Ces éléments ont conduit à une définition plus précise du microbiote tumoral, entendu comme l'ensemble des micro-organismes et de leurs composants moléculaires - y compris les acides nucléiques, les protéines et les métabolites - présents dans toutes les composantes de la tumeur et de sa niche écologique, distincts des communautés superficielles ou luminales (c'est-à-dire situées dans les cavités organiques et non dans le tissu tumoral) et capables d'interagir avec les cellules de l'hôte.
Pour résoudre les difficultés techniques et éviter les erreurs d'interprétation, l'article de consensus recommande d'intégrer différentes approches complémentaires, telles que le séquençage génétique, l'imagerie, les cultures microbiennes et les tests fonctionnels, afin de confirmer non seulement la présence de microbes, mais aussi leur viabilité et leur rôle causal. Les auteurs proposent également des normes minimales de déclaration afin de garantir la reproductibilité des résultats entre les laboratoires. "L'objectif est de dépasser le débat sur la simple présence microbienne et de se concentrer sur des questions cliniquement pertinentes : comment les microbes associés aux tumeurs influencent la biologie des tumeurs et la réponse aux thérapies, et s'ils peuvent représenter des biomarqueurs utiles pour guider des stratégies thérapeutiques plus efficaces et personnalisées", ajoute Luca Tiraboschi.
Implications cliniques et perspectives d'avenir
La compréhension du rôle du microbiote tumoral ouvre de nouvelles perspectives pour le traitement du cancer. Comme cela a déjà été observé pour le microbiote intestinal, des interventions ciblant les microbes intratumoraux pourraient améliorer la réponse à l'immunothérapie, à la chimiothérapie et à d'autres stratégies thérapeutiques.

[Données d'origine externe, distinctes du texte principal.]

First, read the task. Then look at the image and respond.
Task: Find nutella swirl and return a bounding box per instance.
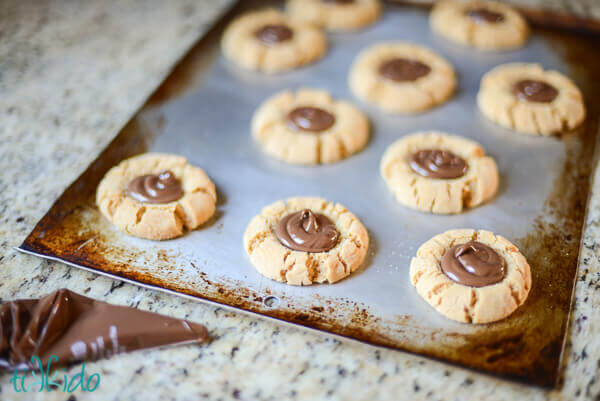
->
[254,24,294,46]
[409,149,468,179]
[466,7,504,24]
[127,170,183,203]
[275,209,340,253]
[441,241,505,287]
[287,107,335,132]
[379,57,431,82]
[513,79,558,103]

Il est donc essentiel de définir précisément les mécanismes de causalité pour traduire ces découvertes en approches d'oncologie de précision.
L'étude représente un important effort de collaboration internationale et synthétise des données provenant de différents types de tumeurs, en particulier celles caractérisées par une faible biomasse microbienne, dont les conclusions nécessitent une validation particulièrement rigoureuse. En définissant une feuille de route de normes expérimentales et analytiques, ce travail jette les bases d'une recherche plus solide et de futures applications cliniques dans le domaine émergent du microbiote tumoral.

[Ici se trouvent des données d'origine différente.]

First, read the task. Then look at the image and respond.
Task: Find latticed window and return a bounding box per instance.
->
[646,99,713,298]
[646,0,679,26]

Note: Cet article a été traduit à l'aide d'un système informatique sans intervention humaine. LUMITOS propose ces traductions automatiques pour présenter un plus large éventail d'actualités. Comme cet article a été traduit avec traduction automatique, il est possible qu'il contienne des erreurs de vocabulaire, de syntaxe ou de grammaire. L'article original dans Anglais peut être trouvé ici.